« Priez pour moi, afin que je ne me dérobe pas, par peur, devant les loups »

Ces paroles sont unes des premières prononcées par le Pape Benoît XVI lors de son homélie du 24 avril 2005, précisément pour la messe inaugurale de son pontificat.
On peut tout de suite observer qu’il n’est absolument pas anodin qu’un Souverain Pontife s’exprime de la sorte. Ces paroles sont en effet uniques, aucun de ses prédécesseurs n’a adressé aux fidèles une telle exhortation, alors que l’ensemble des Saintes Ecritures ainsi que le Magistère vivant de la Sainte Eglise n’a de cesse de nous appeler au courage et à la persévérance.
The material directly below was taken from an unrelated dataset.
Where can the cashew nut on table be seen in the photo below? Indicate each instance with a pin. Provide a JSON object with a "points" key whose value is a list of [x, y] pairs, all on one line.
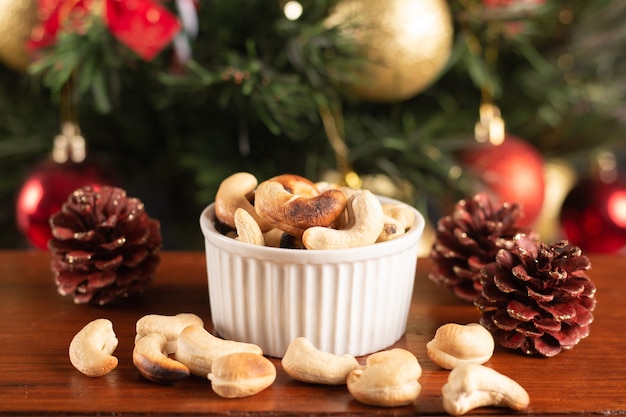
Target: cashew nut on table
{"points": [[389, 379], [455, 344], [169, 326], [92, 347], [198, 349], [241, 374], [304, 362], [472, 386], [152, 361]]}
Nous le savons bien, le Pape Benoît XVI se situe dans la droite ligne de son prédecesseur le Pape Jean-Paul II, nous répétant inlassablement «  n’ayez pas peur ! » et nous encourageant vivement à être de véritables témoins du Christ, dans la certitude de la victoire définitive du Christ.

Comment pourrait-il, en ce sens, nous exhorter à une ligne de conduite que lui-même ne tiendrait pas ; cela équivaudrait à du plus pur pharisaïsme, condamné fermement par Jésus dans le Saint Evangile en ces termes « A vous aussi, les légistes, malheur, parce que vous chargez les gens de fardeaux impossibles à porter et vous-mêmes ne touchez pas à ces fardeaux d'un seul de vos doigts ! ». (Cf. Lc 11,46 et Mt 23,4).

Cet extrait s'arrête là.